There's no simple formula; in particular, it's not merely a matter of
raising the target for the columns of a large table. The more irregular
the distribution of the data in a particular column, the higher the
target should be (as the docs state, and as I've quoted below). I would
guess most people figure out how to set per-column stats by trial and
error, by looking at how accurate the planner's estimates are for
queries involving the column in question.

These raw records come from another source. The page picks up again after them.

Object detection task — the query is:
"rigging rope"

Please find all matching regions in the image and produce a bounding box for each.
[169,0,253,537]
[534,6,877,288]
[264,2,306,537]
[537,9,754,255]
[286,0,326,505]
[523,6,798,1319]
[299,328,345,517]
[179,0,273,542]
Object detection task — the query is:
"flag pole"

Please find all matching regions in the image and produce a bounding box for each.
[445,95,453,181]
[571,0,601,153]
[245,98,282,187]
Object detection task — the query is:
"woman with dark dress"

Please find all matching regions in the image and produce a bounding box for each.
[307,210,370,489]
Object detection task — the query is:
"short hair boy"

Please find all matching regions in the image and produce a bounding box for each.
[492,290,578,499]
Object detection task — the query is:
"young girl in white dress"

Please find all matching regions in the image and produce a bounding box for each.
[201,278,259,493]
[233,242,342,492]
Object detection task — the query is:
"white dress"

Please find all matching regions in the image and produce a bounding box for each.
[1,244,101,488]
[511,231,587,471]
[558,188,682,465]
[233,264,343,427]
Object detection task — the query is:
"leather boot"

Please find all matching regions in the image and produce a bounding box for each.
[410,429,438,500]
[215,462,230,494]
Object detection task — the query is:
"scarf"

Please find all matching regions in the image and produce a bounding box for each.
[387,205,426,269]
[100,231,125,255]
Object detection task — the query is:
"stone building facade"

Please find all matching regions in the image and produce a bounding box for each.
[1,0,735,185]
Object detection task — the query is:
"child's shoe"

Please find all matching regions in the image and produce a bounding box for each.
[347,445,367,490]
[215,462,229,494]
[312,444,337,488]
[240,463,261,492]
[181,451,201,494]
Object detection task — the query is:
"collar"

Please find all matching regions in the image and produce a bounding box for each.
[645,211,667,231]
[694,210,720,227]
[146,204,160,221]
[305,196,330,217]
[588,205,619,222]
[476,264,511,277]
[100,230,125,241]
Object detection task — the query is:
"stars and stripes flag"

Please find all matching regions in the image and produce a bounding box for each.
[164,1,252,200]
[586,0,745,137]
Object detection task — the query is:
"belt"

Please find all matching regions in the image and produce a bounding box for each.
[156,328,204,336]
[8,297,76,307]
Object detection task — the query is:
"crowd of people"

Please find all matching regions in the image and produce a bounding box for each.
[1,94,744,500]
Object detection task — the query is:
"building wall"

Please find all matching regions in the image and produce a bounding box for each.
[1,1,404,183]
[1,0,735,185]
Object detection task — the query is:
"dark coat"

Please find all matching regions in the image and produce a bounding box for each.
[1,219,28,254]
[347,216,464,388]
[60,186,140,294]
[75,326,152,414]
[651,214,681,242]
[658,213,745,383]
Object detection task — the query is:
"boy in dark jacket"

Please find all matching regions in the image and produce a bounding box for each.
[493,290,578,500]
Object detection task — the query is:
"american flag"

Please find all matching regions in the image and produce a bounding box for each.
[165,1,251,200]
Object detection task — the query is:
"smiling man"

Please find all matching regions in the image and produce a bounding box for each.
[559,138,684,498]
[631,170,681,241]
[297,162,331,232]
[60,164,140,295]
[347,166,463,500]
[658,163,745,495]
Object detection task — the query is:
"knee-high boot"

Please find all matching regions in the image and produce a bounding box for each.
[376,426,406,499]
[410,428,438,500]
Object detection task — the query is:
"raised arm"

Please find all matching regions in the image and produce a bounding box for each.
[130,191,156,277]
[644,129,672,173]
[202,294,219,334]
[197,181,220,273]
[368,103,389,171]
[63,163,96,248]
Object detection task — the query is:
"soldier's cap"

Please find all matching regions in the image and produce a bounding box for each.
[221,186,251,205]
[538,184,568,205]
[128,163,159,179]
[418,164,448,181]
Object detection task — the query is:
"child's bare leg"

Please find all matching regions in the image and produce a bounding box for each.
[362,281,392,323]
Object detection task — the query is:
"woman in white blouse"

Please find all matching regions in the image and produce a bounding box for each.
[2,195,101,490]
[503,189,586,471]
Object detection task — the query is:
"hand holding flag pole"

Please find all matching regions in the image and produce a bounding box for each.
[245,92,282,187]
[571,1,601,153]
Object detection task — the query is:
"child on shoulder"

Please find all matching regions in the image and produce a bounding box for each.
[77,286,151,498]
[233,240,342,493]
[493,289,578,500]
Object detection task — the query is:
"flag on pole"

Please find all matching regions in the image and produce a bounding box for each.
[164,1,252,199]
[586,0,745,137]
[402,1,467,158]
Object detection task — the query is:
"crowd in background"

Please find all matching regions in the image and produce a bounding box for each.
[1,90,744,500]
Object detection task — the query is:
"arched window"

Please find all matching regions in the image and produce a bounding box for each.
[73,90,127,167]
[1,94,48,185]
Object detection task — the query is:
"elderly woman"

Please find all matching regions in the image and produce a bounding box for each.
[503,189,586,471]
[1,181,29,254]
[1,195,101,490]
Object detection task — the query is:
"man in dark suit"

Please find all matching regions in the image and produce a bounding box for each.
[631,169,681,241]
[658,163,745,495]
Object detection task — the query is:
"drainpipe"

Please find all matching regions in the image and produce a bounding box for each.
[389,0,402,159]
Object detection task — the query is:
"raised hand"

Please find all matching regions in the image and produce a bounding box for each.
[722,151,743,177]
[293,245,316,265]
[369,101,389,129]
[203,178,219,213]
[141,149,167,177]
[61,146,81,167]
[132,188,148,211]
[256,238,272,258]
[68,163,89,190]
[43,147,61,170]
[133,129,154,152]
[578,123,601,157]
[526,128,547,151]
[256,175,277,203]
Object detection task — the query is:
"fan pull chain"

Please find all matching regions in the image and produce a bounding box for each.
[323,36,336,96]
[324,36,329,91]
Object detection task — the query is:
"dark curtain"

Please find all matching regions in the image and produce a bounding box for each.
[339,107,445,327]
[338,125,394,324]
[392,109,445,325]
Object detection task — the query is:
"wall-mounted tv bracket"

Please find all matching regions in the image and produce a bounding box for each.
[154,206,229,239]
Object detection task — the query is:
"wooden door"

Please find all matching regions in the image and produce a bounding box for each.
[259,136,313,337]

> it says "For more information on the use of statistics by the PostgreSQL
> query planner, refer to Section 13.2.", but that section *doesn't* talk
> about "the use of statistics by the query planner"; it doesn't hint
> a method to choose a good target either

I disagree:

        The amount of information stored in pg_statistic, in particular
        the maximum number of entries in the most_common_vals and
        histogram_bounds arrays for each column, can be set on a
        column-by-column basis using the ALTER TABLE SET STATISTICS
        command, or globally by setting the default_statistics_target
        configuration variable. The default limit is presently 10
        entries. Raising the limit may allow more accurate planner
        estimates to be made, particularly for columns with irregular
        data distributions, at the price of consuming more space in
        pg_statistic and slightly more time to compute the estimates.
        Conversely, a lower limit may be appropriate for columns with
        simple data distributions.

Suggestions for specific improvements are welcome (a patch against the
SGML is easiest).

-Neil